А теперь ей просто было страшно. Что Андрей не простит ей этой лжи, что решит – она с самого начала знала, что уедет, и их отношениям придет конец. Время отъезда приближалось, отец каждый день спрашивал ее, собрала ли она вещи, проверила ли все документы.
А Саша… Саша впервые в жизни просто закрывала глаза на то, что неизбежно должно случиться. «Все как-нибудь устроится, как-нибудь разрешится», – твердила она себе.

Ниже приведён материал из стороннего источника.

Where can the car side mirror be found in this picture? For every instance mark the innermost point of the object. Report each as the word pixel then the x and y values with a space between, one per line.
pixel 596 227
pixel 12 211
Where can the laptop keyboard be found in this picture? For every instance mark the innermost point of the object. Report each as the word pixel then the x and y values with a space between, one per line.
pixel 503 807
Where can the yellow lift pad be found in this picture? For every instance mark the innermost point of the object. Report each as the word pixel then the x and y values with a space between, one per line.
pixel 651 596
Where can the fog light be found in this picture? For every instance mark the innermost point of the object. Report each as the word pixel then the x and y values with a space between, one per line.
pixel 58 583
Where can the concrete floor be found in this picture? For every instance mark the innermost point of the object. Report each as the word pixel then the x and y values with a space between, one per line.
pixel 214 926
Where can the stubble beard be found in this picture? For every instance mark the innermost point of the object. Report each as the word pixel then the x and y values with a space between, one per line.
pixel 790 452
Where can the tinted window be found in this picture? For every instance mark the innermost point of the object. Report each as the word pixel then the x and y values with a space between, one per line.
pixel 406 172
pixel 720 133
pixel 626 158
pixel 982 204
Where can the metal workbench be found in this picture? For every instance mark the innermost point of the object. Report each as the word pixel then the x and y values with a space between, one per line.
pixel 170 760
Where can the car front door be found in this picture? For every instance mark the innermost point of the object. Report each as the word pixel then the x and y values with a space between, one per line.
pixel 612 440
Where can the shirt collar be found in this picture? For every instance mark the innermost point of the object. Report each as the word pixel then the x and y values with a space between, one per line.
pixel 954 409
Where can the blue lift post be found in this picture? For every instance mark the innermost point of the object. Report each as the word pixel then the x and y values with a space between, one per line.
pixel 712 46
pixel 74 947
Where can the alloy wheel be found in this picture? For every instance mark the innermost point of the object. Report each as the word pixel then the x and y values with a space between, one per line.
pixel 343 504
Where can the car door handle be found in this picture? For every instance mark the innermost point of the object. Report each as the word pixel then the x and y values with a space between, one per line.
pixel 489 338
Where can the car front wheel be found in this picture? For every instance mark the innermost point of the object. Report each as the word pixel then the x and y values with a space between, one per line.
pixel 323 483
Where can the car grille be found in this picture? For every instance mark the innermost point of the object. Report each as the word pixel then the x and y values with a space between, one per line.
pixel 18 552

Может быть, ее остановят на границе, ссадят с самолета…
Может быть, в конце концов, у нее достанет мужества объявить родителям, что она никуда не едет.
Так или иначе, это была еще одна причина держать их отношения с Андреем в секрете.
Хранить все в тайне им удавалось чуть больше года. И это был самый странный, самый необычный год за всю ее жизнь. Тогда она сказала бы – самый счастливый, позже – самый беспечный, легкомысленный.
Их с Андреем тянуло друг к другу, как примагниченных. Едва оказавшись в одном помещении, они начинали испытывать эту силу взаимного притяжения, и окружающие в толк взять не могли, отчего так накалилась атмосфера: казалось, вот-вот – и сквозь комнату забьют сполохи молний! Им постоянно хотелось находиться рядом, разговаривать, смотреть, касаться друг друга…
И скрывать это, конечно, было мучительно.
Оставаясь равнодушными на людях, они выискивали любую возможность побыть наедине – и наброситься друг на друга, словно оголодавшие. В комнате общежития, где жил Андрей, когда удавалось сплавить куда-нибудь его соседа. В квартире на Кутузовском, договорившись заранее, что прогуляют в этот день свои занятия. У друзей, достаточно понимающих, чтобы поделиться жилплощадью, и – обязательное условие – не знакомых с родителями Саши. Они совсем сошли с ума, становились все более неосторожными. Было просто чудом, что за целый год их никто так и не застукал.
Но в конце концов это произошло.
Саша потом страшно корила себя: как она могла быть такой беспечной, выбросить из головы, что младший брат Макс теперь абитуриент медицинского института, а значит, ему так же даровано право оставаться иногда в квартире на Кутузовском – чтобы утром не опоздать на экзамен.